= Rosalind Maskell =

English microbiologist (1928–2016)

Rosalind Mary Maskell (née Rewcastle; 12 June 1928 – 7 September 2016) FRCP was an English microbiologist known for her work on urinary tract infections.

==Biography==
Maskell was born in London in 1928 to Cuthbert Snowball Rewcastle, a judge, and Attracta Rewcastle, a doctor and the first female commissioned officer in the Royal Navy. She attended Tunbridge Wells Girls' Grammar School and Millfield before studying medicine at Somerville College, Oxford, graduating with a BA in physiology in 1950. She completed her clinical training at St Bartholomew's Hospital in London and qualified as MB ChB in 1953. After marrying John Maskell, a general practitioner, in 1954, she left medical practice for 14 years in order to raise a family.

Maskell returned to medical practice in 1968, as a clinical assistant in the renal unit and public health laboratory at St Mary's Hospital in Portsmouth. There, she developed an interest in urinary tract infections, which became the focus of her career. She investigated women who experienced urinary symptoms but whose tests did not show bacteriuria and were therefore diagnosed with urethral syndrome or interstitial cystitis.

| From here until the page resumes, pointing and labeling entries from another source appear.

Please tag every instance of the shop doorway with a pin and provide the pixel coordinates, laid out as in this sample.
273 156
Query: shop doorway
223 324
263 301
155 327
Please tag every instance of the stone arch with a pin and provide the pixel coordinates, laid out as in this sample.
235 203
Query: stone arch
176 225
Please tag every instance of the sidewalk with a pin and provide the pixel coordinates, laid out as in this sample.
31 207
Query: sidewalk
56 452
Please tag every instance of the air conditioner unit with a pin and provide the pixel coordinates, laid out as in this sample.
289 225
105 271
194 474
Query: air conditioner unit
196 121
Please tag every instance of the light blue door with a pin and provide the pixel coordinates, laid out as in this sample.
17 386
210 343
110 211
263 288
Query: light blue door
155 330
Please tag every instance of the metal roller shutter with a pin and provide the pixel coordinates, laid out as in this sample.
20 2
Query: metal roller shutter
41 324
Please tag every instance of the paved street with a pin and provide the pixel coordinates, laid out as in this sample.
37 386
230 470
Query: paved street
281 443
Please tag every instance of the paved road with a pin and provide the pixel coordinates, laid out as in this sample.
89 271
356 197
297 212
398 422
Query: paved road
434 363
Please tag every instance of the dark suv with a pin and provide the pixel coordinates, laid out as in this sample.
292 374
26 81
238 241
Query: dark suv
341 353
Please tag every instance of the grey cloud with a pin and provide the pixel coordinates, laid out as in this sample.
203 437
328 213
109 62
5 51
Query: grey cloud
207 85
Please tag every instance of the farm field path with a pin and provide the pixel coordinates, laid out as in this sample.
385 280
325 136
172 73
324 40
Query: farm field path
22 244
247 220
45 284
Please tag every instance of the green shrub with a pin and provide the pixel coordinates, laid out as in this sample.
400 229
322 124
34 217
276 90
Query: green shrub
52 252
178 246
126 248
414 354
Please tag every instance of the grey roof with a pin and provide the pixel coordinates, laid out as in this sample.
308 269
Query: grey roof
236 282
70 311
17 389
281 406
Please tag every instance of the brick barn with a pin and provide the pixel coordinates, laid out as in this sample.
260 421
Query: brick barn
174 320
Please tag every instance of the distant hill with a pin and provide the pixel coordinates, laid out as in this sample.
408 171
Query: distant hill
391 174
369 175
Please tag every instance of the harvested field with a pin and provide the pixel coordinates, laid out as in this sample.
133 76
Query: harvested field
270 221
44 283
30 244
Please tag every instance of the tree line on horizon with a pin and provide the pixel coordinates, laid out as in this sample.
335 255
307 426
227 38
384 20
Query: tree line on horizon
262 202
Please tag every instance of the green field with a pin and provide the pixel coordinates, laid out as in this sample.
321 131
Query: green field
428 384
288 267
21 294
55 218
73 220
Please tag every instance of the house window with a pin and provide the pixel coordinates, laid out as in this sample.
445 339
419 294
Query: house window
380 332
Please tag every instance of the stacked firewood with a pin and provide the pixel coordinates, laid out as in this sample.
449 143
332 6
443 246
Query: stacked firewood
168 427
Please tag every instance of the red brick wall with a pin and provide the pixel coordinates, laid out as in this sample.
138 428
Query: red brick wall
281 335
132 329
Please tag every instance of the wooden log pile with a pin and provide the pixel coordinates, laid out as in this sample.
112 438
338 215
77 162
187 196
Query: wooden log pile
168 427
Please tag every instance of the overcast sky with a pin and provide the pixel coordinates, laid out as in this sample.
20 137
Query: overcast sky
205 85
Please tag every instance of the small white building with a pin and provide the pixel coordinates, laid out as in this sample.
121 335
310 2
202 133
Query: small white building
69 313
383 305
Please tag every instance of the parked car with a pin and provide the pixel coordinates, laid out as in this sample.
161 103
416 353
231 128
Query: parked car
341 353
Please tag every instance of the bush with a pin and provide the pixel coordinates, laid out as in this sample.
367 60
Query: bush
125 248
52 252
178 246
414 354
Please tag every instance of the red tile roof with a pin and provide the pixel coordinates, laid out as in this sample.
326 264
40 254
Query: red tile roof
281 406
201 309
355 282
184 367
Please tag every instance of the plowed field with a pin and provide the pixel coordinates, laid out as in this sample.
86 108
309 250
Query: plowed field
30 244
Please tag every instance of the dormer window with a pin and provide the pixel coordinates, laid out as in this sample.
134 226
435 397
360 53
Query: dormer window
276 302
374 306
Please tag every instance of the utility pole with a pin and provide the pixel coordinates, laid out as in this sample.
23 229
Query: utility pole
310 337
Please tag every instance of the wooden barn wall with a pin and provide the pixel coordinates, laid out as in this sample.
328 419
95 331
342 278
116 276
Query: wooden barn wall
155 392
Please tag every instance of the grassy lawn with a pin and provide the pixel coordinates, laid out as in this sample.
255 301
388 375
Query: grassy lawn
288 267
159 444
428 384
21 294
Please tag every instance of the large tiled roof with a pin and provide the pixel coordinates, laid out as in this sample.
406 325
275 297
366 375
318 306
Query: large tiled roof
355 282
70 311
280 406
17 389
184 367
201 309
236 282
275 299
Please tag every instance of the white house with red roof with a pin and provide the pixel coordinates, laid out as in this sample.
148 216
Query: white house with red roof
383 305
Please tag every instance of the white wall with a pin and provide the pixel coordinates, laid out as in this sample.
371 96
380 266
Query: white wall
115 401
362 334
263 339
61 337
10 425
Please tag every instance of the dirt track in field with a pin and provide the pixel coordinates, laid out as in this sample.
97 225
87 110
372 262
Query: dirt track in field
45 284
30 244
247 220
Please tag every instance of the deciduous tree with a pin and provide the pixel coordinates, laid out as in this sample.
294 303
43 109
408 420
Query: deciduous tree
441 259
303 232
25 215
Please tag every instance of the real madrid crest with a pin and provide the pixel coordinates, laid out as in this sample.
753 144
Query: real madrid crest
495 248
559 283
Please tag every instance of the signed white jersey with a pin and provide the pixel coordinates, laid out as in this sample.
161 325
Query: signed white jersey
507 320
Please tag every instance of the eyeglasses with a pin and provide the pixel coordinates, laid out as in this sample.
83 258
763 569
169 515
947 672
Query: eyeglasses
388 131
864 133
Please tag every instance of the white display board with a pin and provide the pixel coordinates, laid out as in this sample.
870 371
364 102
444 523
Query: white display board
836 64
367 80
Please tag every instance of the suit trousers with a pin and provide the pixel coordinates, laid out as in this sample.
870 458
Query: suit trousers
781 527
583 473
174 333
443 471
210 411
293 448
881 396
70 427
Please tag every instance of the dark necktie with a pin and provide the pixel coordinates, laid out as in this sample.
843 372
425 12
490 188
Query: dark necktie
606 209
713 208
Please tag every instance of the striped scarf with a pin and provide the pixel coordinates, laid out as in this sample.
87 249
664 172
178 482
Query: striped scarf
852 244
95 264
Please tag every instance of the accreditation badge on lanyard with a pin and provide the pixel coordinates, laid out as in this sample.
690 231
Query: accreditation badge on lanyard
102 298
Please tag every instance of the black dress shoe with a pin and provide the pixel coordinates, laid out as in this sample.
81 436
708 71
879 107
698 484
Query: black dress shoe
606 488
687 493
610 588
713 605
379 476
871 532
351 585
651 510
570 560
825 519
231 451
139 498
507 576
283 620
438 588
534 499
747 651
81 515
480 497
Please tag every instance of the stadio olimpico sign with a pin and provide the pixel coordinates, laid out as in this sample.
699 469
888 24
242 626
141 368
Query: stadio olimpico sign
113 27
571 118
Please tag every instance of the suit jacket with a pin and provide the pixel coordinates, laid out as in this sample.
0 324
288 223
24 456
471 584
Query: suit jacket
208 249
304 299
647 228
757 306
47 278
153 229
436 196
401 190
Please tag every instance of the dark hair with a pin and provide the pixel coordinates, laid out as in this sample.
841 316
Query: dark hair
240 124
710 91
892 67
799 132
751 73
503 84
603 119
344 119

She showed that these patients' urine cultures often grew bacteria that were usually dismissed as natural flora, and hypothesised that repeated antibiotic exposure caused these "normal" urethral bacteria to develop resistance. She set up a clinic for urinary tract infections, where she promoted research and discouraged the use of antibiotics and unnecessary investigations.

Maskell published two books: Urinary tract infection (1982) and Urinary tract infection in clinical and laboratory practice (1988). Her honours included a Doctor of Medicine awarded by the University of Oxford in 1985 and election as Fellow of the Royal College of Physicians in 1992. She retired in 1993, although she continued to publish academic papers until 2010, and died on 7 September 2016.